1. Anxiety seriously affects listening comprehension (Elkhafaifi, 2005; Lund, 1991; Vogely, 1998; Graham, 2011; Vaefee, 2016)

Psychologists distinguish between three types of anxiety: trait, state and situation specific (Vafaee, 2016).  Foreign Language Anxiety or FLA, is a well-documented phenomenon which refers to what psychologists MacIntyre and Gardner (1991) describe as ‘situation specific’ anxiety or “the feeling of tension and apprehension specifically associated with second language context, including speaking, listening and learning’.

There is a wealth of research indicating that anxiety negatively affects the acquisition, processing, retention and use of language by foreign language students (MacIntyre, 1995; Spielmann & Radnofsky, 2001, Vafaee, 2016).

FLA can be for some L2 learners a generalised feeling which cuts across all dimensions of learning a foreign language.
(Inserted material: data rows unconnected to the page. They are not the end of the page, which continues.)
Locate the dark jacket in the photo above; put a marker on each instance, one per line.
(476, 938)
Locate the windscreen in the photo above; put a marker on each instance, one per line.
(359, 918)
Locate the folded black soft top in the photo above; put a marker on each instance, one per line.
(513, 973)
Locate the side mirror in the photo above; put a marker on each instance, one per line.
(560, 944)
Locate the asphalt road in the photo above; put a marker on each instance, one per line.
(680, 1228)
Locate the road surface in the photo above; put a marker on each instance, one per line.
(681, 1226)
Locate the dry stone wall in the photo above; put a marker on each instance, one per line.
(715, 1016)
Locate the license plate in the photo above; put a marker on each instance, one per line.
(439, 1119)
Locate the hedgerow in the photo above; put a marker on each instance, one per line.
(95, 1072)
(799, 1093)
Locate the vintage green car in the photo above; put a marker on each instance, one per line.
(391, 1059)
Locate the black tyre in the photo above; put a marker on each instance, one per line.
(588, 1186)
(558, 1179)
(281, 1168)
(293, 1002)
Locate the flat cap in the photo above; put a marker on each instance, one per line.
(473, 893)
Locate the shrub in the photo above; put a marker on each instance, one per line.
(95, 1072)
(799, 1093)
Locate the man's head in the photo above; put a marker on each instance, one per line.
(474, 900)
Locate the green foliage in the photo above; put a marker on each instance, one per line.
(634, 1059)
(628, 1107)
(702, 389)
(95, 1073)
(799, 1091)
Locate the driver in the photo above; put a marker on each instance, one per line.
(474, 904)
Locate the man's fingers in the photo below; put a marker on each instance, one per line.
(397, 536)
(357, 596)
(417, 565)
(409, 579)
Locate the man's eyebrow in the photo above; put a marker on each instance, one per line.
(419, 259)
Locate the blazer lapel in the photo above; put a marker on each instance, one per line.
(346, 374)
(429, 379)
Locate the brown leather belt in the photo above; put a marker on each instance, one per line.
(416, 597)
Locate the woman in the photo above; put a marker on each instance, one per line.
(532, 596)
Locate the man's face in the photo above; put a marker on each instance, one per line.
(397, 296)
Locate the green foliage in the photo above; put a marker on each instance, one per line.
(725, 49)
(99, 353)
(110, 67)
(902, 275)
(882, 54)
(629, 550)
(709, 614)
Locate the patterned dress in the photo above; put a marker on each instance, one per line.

However, there is mounting research evidence (e.g. Scarcella and Oxford, 1992; Graham, 2011; Vafaee, 2016) clearly showing that for many foreign language students FLA is specifically listening-task related. Scarcella and Oxford (1992) found that students were particularly vulnerable to FLA when they approached listening tasks under the false impression that they had to understand every single word to successfully complete a listening comprehension task.

Several studies (e.g. Lund, 1991; Vogely, 1998; Elkhafaifi, 2005; Vafee, 2016) have clearly evidenced that FLA impedes L2 listening comprehension. There are several reasons for this. One refers to Working Memory’s ability to effectively control its attentional mechanisms: especially inhibiting and shifting, two key processes in the execution of complex tasks (Miyake et al.,2000). Another reason refers to the fact that anxiety typically automatically triggers in humans inner verbal activity (e.g. self talk); this, Rapee (1993) suggests, would take up the sound storage resources of Working Memory, which results in hampering the listener’s ability to store and process incoming sounds (i.e. if the brain sound storage facilities or Phonological Loop is busy processing our own inner speech triggered by anxiety, there is no space to store any incoming sounds).

Obviously, because anxiety affects Working Memory performance, students with weaker executive functions and memory spans (usually our lower ability students) will be more affected by this phenomenon.

It is also evident, that this listening-related anxiety will be enhanced in the case of students who are naturally prone to anxiety (i.e. suffer from trait-specific anxiety).

The implications are obviously that efforts must be made in order to:

(1) ensure we develop our students’ can-do attitude or self-efficacy (here are some suggestions);

(2) stage more activities that teach listening skills (here are some suggestions) and less that test;

(3) enhance their self-knowledge and task knowledge through the teaching of listening strategies (see point 6 below)

(4) provide students with oral input which contains vocabulary which is mostly accessible in meaning (as stated in the next section, for effective comprehension of an aural text to happen and lead to learning a student must know at least 95 to 98 % of the vocabulary it contains).

2.Vocabulary Depth is a more decisive factor than Vocabulary Breadth with more advanced L2 learners in effective listening comprehension (Vafaee, 2016)

It is a well-established research fact that vocabulary knowledge (VK) has a hugely important role in listening comprehension.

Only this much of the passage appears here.